Hi John,
I like it John. I wonder if it gets a little too caught up in the details: the light sellers, the false dark sellers -- if maybe you work the idea through too much? I don't know. That was my first thought anyway.
In light of which, I have a radical suggestion, which may well lose too much for you: You could try cutting "We were told the endless light makes the machines work ... windowless homes with thick carpets draping from the roof to the earth, can afford.". Which leaves this:
Everything is light and there is no escaping the light. Burning light overhead and radiant light all around. In the beginning, I walked in the light and longed for darkness but the price of darkness was more than I could ever afford. So expensive it is out of reach of most living things. Then the movement started. The movement I joined. We gather in tight circles, our heads bowed to share a hint of dimness. The closeness of our heads also allows us to communicate with no chance of the light deniers and light merchants reading our words. It is our goal, our determination, that everyone looks at the light and takes no refuge in denial or profit from acceptance. No ideas or formulas that will lead to a perfect understanding of why all is light and the darkness has been driven away. That is an abstraction from the truth! We must accept that light is everything and then we are free. The light is everywhere but does not control us. We are free to see the light without longing for darkness. But there is great resistance to our ideas from those who have developed philosophies and attempted to find meaning, paths, and gods in the light. Who says accepting the unseen power above is the only way to have peace. They say we are made one by mystery and refuse to see that mysteries are only arrangements that haven't been looked at closely enough. All mysteries fall apart under observation. There are no mysteries just as there is no darkness. We need no myths of confusion. We are the myths. This is clarity and only clarity will challenge the everlasting light.

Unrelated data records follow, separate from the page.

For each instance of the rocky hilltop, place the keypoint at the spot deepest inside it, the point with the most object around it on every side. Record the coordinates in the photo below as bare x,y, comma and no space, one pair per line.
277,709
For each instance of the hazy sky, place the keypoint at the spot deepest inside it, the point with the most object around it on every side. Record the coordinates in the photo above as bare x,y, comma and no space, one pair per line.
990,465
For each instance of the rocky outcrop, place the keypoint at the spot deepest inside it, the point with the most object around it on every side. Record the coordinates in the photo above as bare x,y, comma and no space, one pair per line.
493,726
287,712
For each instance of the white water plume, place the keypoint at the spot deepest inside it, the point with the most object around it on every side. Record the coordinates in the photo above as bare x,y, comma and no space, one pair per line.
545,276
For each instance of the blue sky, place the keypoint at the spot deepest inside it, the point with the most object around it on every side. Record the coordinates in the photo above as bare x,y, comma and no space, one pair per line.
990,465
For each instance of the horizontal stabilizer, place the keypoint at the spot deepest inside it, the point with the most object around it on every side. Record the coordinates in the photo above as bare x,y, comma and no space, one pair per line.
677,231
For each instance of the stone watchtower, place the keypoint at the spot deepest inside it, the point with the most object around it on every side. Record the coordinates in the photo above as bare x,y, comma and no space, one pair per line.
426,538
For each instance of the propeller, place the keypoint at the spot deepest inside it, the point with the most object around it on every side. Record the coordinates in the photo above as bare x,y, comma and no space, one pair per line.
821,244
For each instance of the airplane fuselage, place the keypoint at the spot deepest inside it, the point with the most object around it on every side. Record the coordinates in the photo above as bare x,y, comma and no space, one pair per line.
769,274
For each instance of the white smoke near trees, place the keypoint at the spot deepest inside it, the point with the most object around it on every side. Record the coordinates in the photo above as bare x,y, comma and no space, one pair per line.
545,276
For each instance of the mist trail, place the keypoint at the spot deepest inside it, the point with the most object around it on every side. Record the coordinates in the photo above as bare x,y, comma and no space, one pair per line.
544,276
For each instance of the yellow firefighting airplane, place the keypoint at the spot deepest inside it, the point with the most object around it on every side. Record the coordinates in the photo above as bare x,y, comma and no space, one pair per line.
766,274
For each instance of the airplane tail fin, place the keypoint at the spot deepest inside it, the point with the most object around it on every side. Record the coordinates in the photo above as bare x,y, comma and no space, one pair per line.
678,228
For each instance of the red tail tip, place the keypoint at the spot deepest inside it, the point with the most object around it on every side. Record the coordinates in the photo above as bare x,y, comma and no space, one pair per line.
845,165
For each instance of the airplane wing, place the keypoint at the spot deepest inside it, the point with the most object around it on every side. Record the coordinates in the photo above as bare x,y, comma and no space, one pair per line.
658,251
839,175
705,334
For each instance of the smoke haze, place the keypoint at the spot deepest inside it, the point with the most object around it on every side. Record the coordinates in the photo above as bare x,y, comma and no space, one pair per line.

Or maybe the above, but with ""We were told the endless light makes the machines work" retained.
Which seems to me to be tighter. The link between "In the beginning ... Then ..." becomes clearer. The focus also stays more on the N and his activities.
You do lose much (most) of the political allegory, the capitalists moving in to capitalise -- if political allegory is what was intended -- and this may well be important to what you want here. But I think I kind of like the shorter version more for that reason.
Don't know if that helps. Probably not!
Meanwhile a possible typo/grammar thing:
"But there is great resistance to our ideas from those who have developed philosophies and attempted to find meaning, paths, and gods in the light. Who says accepting the unseen power above is the only way to have peace."
Shouldn't that be "Who say" -- if the subject is "those who have developed philosophies"?
Also, here: "We must accept that light is everything and then we are free. The light is everywhere but does not control us." I wondered if the second sentence was somewhat redundant?
best,
Matt
Last edited by Matt Q; 07-01-2024 at 05:48 PM.